Rules of Composition: $\vdash P \wedge B \{S\}P \implies \vdash P \{while\ B\ do\ S\} \neg B \wedge P$. That is, for a while loop to terminate, we must have the statement B evaluated to be false. Additionally, the loop should not change the state that S has not changed.
Pros
- The author has been the first to propose a measure to prove the program using logic and axioms. The author claims that if the compiler and hardware conform to the axioms, and the axioms have proved the correctness of the program, then we could deduce the behavior of the program with great confidence.
- By introducing the Hoare triple, programmers no longer need to depend on the use of flow charts or testing extensively. Such a measure has effectively reduced the time used to evaluate the correctness of the program. Additionally, this prevents the cost of failure of the program when being used on critical systems by catching all errors. Finally, the proof could also provide insight into why a specific result could happen given the input. This could be helpful for identifying where the error happens.

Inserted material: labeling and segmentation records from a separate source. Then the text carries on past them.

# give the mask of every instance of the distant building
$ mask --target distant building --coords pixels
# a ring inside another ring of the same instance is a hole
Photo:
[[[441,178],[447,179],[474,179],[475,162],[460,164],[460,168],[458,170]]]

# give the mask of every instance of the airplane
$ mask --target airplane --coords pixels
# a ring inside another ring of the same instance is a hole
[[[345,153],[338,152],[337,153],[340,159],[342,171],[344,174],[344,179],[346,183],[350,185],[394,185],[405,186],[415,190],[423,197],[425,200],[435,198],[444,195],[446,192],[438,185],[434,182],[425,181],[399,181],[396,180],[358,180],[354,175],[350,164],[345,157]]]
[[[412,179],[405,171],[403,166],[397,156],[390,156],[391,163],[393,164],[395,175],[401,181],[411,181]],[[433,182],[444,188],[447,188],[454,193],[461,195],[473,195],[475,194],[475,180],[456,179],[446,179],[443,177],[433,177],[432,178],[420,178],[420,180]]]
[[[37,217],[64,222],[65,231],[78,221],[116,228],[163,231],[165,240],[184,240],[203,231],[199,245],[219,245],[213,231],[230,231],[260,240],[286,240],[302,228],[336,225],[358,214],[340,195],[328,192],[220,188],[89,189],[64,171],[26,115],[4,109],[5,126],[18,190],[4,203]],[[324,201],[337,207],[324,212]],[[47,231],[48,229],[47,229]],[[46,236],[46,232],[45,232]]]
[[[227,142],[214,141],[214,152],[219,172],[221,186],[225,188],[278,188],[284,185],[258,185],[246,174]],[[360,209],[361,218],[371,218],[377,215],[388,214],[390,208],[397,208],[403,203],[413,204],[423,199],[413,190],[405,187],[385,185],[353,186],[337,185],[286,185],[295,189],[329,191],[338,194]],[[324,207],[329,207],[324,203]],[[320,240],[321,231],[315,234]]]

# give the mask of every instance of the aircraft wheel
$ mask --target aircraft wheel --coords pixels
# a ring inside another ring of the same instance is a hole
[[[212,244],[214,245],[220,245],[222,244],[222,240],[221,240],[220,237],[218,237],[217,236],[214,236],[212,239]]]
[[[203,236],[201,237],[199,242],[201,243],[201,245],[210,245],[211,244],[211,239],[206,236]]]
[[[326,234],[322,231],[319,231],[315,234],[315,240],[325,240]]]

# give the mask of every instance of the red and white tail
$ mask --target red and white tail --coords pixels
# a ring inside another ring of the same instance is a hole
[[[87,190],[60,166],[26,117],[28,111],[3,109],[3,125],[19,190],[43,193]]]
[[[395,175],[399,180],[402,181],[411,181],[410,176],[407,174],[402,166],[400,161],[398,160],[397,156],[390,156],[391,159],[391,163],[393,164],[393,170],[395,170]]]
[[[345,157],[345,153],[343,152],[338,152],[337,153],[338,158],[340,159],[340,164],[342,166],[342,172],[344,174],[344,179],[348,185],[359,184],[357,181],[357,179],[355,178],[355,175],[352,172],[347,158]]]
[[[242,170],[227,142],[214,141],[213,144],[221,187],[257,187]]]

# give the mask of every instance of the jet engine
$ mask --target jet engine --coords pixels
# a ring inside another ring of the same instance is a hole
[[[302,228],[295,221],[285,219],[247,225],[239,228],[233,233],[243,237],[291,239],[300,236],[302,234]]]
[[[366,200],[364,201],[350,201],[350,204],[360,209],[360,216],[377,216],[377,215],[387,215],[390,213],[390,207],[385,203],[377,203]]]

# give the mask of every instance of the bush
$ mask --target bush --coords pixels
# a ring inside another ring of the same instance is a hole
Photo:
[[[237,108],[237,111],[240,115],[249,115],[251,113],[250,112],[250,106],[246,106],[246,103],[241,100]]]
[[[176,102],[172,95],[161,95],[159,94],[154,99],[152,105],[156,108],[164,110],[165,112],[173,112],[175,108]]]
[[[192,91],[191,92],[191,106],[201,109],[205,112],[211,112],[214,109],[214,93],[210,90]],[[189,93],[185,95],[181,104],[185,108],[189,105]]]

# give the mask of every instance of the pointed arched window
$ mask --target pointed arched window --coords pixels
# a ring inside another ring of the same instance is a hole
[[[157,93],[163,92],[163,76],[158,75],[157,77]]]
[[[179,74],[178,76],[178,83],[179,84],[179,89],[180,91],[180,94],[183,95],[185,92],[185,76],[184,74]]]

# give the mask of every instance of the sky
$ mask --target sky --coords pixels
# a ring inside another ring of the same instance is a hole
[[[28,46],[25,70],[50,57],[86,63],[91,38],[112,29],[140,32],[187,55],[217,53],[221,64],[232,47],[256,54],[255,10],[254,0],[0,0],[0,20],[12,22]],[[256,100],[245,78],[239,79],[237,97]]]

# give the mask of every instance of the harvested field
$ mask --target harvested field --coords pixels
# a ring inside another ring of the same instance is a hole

- The proof could identify and help document the machine dependent part of the program. This could be helpful while the programmer is trying to transfer a program from one system to another. Given the fact that the axioms have to be modified if a machine dependent instruction is used, then either replacing that machine dependent instruction with a machine independent instruction or documenting the modified axioms and applying this modified one on new system could prevent errors during transferring.
- The author also introduces the abstract interpretation of the program. In the proof, the author suggests that the reasoner could recognize part of the program as undefined. This could effectively reduce the size and increase the efficiency of the proof.
Cons
- The axioms do not take into account of side effects produced by the language. However, the author recognizes that the production of side effects in a high level language is not useful and not expected if the language aims to produce correct programs.
- Some languages are machine dependent. To take care of this, axioms may have to be modified and examined for each different system.
- The axioms fail to take care of the program that would not terminate due to possibly non-terminating loops and system limitations. The author proposes to include the program would successfully terminate as a precondition. This would make the proof dependent of the context of the system that the program is executing on.
- The axioms have not covered the jump instructions and pointer operations, which could make the program hard to prove. These instructions, even nowadays, could not be efficiently proved.
- The proof could be hard to carry out at the time when the paper was published since no solver or proof assistant exists at that time.